How long should a sales call be?

Most first sales calls run between 20 and 45 minutes. The right length depends on where the prospect is in the buying process. Early-stage discovery calls tend to be shorter; calls involving multiple stakeholders or technical evaluation typically run longer. The rule is not to fill the time — it is to accomplish the five phases. If you have done that in 20 minutes, end the call.

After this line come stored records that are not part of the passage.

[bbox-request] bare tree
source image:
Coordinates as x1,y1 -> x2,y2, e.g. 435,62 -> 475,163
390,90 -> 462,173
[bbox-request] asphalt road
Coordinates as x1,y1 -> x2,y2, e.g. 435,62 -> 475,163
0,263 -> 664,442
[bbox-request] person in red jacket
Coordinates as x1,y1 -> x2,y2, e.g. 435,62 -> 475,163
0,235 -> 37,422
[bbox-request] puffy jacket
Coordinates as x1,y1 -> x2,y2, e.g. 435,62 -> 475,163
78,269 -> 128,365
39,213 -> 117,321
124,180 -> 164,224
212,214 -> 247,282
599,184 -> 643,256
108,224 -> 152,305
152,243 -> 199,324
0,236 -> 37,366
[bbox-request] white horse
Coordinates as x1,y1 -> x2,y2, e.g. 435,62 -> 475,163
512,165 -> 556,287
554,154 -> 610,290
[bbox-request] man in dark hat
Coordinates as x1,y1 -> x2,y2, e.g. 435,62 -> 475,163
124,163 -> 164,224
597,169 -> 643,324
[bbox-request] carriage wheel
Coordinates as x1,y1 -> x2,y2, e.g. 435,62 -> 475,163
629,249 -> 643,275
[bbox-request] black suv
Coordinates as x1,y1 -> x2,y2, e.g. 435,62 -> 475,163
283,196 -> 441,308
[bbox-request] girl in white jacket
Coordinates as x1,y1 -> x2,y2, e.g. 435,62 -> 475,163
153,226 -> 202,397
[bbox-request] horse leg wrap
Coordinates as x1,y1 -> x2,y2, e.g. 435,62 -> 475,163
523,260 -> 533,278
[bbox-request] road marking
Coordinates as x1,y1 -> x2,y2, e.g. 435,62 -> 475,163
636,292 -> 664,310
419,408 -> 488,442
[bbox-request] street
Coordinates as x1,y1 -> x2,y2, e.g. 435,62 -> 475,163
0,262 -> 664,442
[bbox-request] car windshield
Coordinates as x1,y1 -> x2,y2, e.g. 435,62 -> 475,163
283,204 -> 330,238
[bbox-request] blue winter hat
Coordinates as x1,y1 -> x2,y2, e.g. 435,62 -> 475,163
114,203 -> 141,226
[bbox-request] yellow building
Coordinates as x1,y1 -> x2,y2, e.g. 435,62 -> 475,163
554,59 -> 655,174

How do I keep a sales call from running over time?

Set the agenda and time commitment at the open, and track phases as you move through the call. If discovery is running long, it usually means you found something important — but signal the time to the prospect: "This is really useful. We have about ten minutes left — can I show you the part that's most relevant to what you just described?" Respecting the agreed time builds trust.

What should I do if the prospect goes off-topic?

Let them go briefly, then bridge back. Going off-topic often surfaces useful context — why they took the meeting, what else is on their mind, what the real pressure is. After a minute, you can redirect: "That's useful context — and it actually ties into what I wanted to ask you about. Can I pick up from [topic]?"

How is AI changing sales calls?

The primary shift is in real-time support. Historically, AI tools for sales have worked after calls — providing transcripts, summaries, and coaching feedback. Real-time AI changes the timing: it surfaces relevant guidance during the live conversation, helping reps respond to unexpected moments, objections, and use cases as they happen rather than analyzing them afterward.